The Hill Country Archeological Association is celebrating 25 years. HCAA will host an anniversary celebration at the Riverside Nature Center, 150 Francisco Lemos St. at 1 p.m. Saturday, Sept. 21, offering demonstrations in flintknapping, cording, paintmaking and atlatl throwing.

A variety of children’s activities will also be availble, including stone painting, artifact finding and a cave wall to decorate.

Cake and other refreshments will be offered. All proceeds from hourly raffles and a silent auction will benefit HCAA and its work to document and preserve our history.

In 1999, Robert “Bobby” Rector formed a group of 14 amateur and professional archeologists in Kerr County. Their first field site was on the banks of the Guadalupe River at Kerrville-Schreiner Park. Since then, the association has grown to 100 members, about half them Kerr County locals.

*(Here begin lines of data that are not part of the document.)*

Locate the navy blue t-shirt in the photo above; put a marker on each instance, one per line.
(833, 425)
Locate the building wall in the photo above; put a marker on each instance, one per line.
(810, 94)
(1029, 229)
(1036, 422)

“We are one of the most active avocational archeology organizations in the state,” said Mike McBride, past president of HCAA. “There’s over a dozen regional societies like us, but we are very active working with the local landowners to do archeological surveys and research on their land. We’re also very active in public outreach and education.”

The association does all of its own analysis, documentation and publishing, which helps to make their discoveries readily available to the public.

HCAA’s current fieldwork — a large project they’ve been working on for the past six years — is on Crying Woman Ranch, which sits on the North Fork of the Guadalupe River.

“What this project has shown is evidence of some of the oldest Native American occupation in the Hill Country,” McBride said. “Some of the radio carbon dating that we have on bones and campfire charcoal at the site are greater than 10,000 years old.”

The recent excavation of cooking hearths at the site show how Paleo Indians changed their eating habits and learned to cook existing plants, allowing for a more stable society as they began to move away from a hunter-gatherer lifestyle.

“A big part of what we do is help landowners understand the significance of whatever land they’ve got, and helping them preserve it. Anything we take from the land goes back to the landowner,” McBride said.

HCAA has also recovered several types of projectile points and stone tools, such as arrowheads and spears, from the site. These artifacts help them understand which groups of ancient foragers most likely camped at Crying Woman Ranch.

“The creation of stone tools was a requisite for civilization. It allowed organized groups to survive,” McBride said.

Flintknapping, or the reproduction of these stone tools, will be demonstrated at the Sept. 21 anniversary celebration.

“The techniques involved in creating these tools have not changed in human history. It’s the same technology that has been a part of human development for millennia,” McBride said.